Another good idea might be to take solo time to fantasize about what you’ve always wanted your partner to do to you, or what you have always wanted to do to them. You both can then bounce ideas off of each other about what scenario you want to experiment with to determine what you want to get out of the experience. It will also give you each a chance to discover what truly whets your appetite. Finally, it’s a good time to set limits on how far you want to go. 

There’s no need to jump right into the most hardcore of BDSM—take it slow! Having a safe word that you or your partner can use when things are getting a little too steamy is the best way to keep it safe yet sexy. This word should be unrelated to sex—choose a word that you typically would not say during sex so that your partner gets the cue to cut off their action.  

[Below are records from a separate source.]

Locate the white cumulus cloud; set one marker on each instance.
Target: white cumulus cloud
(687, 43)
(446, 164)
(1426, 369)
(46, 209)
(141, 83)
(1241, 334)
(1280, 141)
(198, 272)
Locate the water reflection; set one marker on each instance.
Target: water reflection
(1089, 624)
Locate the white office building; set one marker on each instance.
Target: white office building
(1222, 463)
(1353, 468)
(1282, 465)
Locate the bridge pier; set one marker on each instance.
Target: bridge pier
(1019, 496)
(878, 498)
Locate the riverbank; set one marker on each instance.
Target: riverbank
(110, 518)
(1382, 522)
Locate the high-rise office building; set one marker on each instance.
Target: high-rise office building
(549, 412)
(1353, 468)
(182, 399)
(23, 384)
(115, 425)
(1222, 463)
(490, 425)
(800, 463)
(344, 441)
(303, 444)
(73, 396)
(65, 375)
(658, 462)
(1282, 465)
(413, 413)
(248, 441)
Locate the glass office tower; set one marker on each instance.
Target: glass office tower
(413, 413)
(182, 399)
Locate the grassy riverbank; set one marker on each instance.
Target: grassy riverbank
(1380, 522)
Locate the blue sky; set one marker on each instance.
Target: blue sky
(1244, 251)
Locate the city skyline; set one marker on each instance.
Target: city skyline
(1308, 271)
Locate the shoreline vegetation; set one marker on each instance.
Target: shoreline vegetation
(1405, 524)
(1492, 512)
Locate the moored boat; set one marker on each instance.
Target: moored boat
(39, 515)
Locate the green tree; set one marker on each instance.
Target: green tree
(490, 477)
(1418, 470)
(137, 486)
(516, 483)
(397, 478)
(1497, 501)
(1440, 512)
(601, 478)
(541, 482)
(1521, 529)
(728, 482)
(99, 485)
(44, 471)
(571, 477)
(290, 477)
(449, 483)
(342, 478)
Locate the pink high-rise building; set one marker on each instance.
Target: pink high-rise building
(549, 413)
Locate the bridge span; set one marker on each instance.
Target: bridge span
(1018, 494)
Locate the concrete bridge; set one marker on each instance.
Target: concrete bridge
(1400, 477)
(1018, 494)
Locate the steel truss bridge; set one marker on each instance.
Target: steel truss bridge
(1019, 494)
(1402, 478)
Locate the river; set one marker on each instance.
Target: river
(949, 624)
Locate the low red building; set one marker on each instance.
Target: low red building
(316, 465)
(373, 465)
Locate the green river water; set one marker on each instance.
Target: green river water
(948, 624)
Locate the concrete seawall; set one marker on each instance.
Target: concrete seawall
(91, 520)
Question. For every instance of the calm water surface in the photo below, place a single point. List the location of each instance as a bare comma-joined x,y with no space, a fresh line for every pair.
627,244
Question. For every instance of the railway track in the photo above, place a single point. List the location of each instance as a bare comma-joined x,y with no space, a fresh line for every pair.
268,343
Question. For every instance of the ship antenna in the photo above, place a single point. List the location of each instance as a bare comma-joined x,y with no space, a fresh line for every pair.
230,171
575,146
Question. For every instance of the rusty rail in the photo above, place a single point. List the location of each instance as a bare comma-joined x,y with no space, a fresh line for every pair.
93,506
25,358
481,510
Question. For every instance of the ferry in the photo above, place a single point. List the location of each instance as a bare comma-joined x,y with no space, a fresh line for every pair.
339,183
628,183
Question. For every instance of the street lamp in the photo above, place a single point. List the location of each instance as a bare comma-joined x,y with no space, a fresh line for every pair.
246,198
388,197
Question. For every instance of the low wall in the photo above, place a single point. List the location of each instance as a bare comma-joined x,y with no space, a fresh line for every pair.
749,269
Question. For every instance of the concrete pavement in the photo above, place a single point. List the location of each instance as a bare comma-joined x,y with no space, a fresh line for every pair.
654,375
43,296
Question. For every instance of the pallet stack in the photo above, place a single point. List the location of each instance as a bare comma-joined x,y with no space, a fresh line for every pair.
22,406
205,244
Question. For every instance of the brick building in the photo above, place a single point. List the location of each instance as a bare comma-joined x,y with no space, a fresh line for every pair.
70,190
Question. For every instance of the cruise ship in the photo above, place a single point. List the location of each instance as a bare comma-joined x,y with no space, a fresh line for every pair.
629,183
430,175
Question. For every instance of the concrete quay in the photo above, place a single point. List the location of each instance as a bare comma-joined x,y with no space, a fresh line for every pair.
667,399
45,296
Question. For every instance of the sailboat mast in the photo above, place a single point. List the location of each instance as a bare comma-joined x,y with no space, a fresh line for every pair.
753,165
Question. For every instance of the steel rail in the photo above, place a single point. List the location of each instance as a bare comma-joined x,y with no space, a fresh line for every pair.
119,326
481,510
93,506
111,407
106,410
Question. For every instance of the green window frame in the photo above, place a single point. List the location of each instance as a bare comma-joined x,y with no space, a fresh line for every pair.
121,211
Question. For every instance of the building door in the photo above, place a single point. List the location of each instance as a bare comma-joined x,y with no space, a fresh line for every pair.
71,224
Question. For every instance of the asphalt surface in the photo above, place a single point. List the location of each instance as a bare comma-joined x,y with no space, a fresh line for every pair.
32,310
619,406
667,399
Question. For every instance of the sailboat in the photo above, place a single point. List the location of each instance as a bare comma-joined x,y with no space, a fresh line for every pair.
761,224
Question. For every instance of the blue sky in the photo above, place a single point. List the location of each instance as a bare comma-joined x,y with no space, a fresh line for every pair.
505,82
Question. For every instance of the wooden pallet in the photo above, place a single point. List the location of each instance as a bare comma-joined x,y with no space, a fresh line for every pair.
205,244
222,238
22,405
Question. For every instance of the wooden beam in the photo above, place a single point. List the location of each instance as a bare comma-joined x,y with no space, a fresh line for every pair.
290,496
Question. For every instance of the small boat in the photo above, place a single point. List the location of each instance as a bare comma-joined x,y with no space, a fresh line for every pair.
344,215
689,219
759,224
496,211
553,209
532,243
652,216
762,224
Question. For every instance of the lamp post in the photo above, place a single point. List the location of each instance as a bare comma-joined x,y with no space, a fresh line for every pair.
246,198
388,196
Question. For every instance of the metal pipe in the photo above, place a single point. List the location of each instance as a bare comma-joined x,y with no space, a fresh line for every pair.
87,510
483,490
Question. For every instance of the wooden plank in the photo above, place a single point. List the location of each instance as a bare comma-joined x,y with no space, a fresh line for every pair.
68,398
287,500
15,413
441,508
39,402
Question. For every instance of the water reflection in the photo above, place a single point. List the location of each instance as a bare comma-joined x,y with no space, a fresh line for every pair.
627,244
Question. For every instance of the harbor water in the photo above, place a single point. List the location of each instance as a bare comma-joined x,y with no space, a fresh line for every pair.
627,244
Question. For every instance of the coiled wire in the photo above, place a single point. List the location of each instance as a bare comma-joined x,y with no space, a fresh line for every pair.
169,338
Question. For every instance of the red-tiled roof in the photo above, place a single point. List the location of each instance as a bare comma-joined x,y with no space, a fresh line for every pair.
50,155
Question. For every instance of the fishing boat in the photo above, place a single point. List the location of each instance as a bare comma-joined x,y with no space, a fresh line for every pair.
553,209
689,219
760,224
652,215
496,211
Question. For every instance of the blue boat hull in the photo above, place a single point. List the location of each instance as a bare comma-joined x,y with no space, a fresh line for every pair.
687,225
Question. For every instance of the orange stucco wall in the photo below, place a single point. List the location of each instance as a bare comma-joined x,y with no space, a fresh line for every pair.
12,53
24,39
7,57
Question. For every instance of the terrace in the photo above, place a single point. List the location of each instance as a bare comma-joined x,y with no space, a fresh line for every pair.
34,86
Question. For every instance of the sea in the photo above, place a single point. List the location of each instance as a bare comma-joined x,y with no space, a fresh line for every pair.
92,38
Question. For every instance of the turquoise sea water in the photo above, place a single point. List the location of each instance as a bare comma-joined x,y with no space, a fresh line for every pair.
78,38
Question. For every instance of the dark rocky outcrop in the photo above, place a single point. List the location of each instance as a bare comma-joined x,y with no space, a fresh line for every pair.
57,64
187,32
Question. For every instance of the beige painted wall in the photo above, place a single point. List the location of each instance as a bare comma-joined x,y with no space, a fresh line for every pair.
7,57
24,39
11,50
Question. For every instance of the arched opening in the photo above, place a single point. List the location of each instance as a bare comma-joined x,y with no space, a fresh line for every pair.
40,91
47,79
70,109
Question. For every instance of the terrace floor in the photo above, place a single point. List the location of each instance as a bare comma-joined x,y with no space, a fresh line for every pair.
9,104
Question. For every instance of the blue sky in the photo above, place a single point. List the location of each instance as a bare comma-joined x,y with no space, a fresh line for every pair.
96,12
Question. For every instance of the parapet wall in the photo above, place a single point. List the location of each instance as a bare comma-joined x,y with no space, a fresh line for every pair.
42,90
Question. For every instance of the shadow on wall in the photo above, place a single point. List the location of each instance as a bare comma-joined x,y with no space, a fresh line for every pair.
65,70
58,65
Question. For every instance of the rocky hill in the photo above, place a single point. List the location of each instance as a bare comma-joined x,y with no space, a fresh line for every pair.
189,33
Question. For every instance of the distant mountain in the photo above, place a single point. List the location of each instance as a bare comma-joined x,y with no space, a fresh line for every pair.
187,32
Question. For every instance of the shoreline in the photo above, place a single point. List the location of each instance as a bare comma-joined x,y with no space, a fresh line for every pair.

Ultimately, BDSM can open sexual avenues that you and your partner were previously unaware of, and can add a new dimension to your sex lives. Recent publicity about sex scandals and 50 Shades of Grey have exposed the more dangerous side of BDSM, but when done consensually, I believe it can help you and your partner reach new sexual heights.

(For more tips and information about BDSM check out this article from our sex issue!

Love,

Di

Dear Di,

I have recently started to see someone who has a disability that impairs their ability to move, and their ability to have sex, I imagine. I personally don’t have a disability, but I don’t want that to get in the way of our relationship developing further. What can I do to accommodate for their restrictions but also be able to have a mutually pleasurable sexual experience (when and if it happens)?

—Putting on
the Moves

Dear POTM, 

I’m really pleased that you’re taking your partner’s needs and abilities into consideration to understand where they’re coming from. Learning about their disability and which moves may or may not work for them will help you both to experiment it o ensure your sexual activity together is truly a time to remember. 

Talk it over. You want to understand what your partner’s comfort zone is, both physically and mentally. Here are a few other pointers for when you get on to getting it on:

Explore your bodies. It doesn’t have to be all about sex, and it probably shouldn’t be your focus right off the bat. Learning about each other’s bodies and desires is just as important, and will help you both reach a mutual comfort level. Keep it relaxed and open to experience, so you can laugh off anything that goes wrong. This is all about experimentation and imagination to see what feels good and how your body responds to different positions and sensations.

Be open to new sexual expression. Depending on your own sexual background, you may have different expectations.  Remember to stay positive and embrace trying new things. You may need to try certain cushion placements, sex toys, lubricants, or positions to hit that sexual peak.

Communicate with your partner during the experience to determine what feels good, and what doesn’t. Over time, you will both be able to develop techniques to maximize eachother’s pleasure. A disability that affects one part of your partner’s body might result in heightened sensations in another area—it’s yours to find. 

Don’t forget to be safe. A disability doesn’t mean that either of you are immune to STIs. Disabilities may impact the contraceptive options available to you and your partner.

The Kama Sutra was created for a reason. There’s a huge range of positions that can be adjusted for just about everyone. If you’re interested in more info, there are a lot of online resources and how-to guides to explore pleasure with a partner who is disabled. If you and your partner are looking for a good read, try The Ultimate Guide to Sex and Disability by Cory Silverberg, Miriam Kaufman, and Fran Odette.

Get creative. There’s bound to be a sexual learning curve ahead of you, but that just makes it all the more thrilling to discover what gets your body moving in ways you never have before.